This article will not consider the question ‘How intelligent must AI be?’ but will describe a program that is intelligent enough.

Formulation of the problem

We shall assume that we have a discrete time and that the points in time are natural numbers. At each step the machine will receive input (information) from the world and will produce an outcome (action) back to the world.

We shall assume that each step consists of two points in time because later we will look at some finite automata that will snap twice a step (once when the machine gets an input and once when an output is generated). They snap, i.e. change their state.

We shall assume that the input is described by two functions (View and Score), and the output – by one function (Action). We shall assume that the input enters at the even points in time and that the output is generated at odd points in time. That is, the first two functions shall be defined only for the even numbers, and the Action function will be defined only for odd ones. We’ve split the input into two functions because we shall assume that the value of Score has a meaning that does not depend on the particular world but is common for all worlds. On the contrary, the meaning of the View function depends entirely on the specific world, and our machine will have to navigate in this world and understand what the meaning of the information it receives from the View function is.
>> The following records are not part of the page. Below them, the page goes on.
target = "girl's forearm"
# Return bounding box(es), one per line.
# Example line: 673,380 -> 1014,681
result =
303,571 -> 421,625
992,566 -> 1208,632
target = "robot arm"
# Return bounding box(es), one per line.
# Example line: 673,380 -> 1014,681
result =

What is the meaning of the Score function? The possible values ​​of this function will be the constant Nothing or a number. The aim of our machine will be to sum up the largest possible average of all the results of the Score function, which are different from the constant Nothing.

We shall assume that the function View returns an n-tuple of scalars, the Action function, respectively m- tuple of scalars, and the Score returns a single scalar (Nothing or a number).

In [2] we assumed that the input and output are Boolean vectors because in this way we can encode any final information. Later we decided it was better to avoid unnecessary coding because the goal is to understand the world, and an additional coding can make the world more difficult to understand. Now we will assume that the scalar functions are final. We could generalize and assume that the value of the scalars can be even a whole or real number, but this article will not do this generalization and we shall limit ourselves to finite scalars.

The arbitrary world comprises a set of internal states S, (one of which, s0, is initial) and the functions World, View and Score. The World function tells us what will be the next state of the world on the next step.

si+2 = World(si, ai+1)

Here ai+1 is the vector that returns from Action(i+1). The Action function is not part of the world, its values ​​are the actions of our machine. The World function is defined only for even values ​​of i because one step is made ​​of two points in time.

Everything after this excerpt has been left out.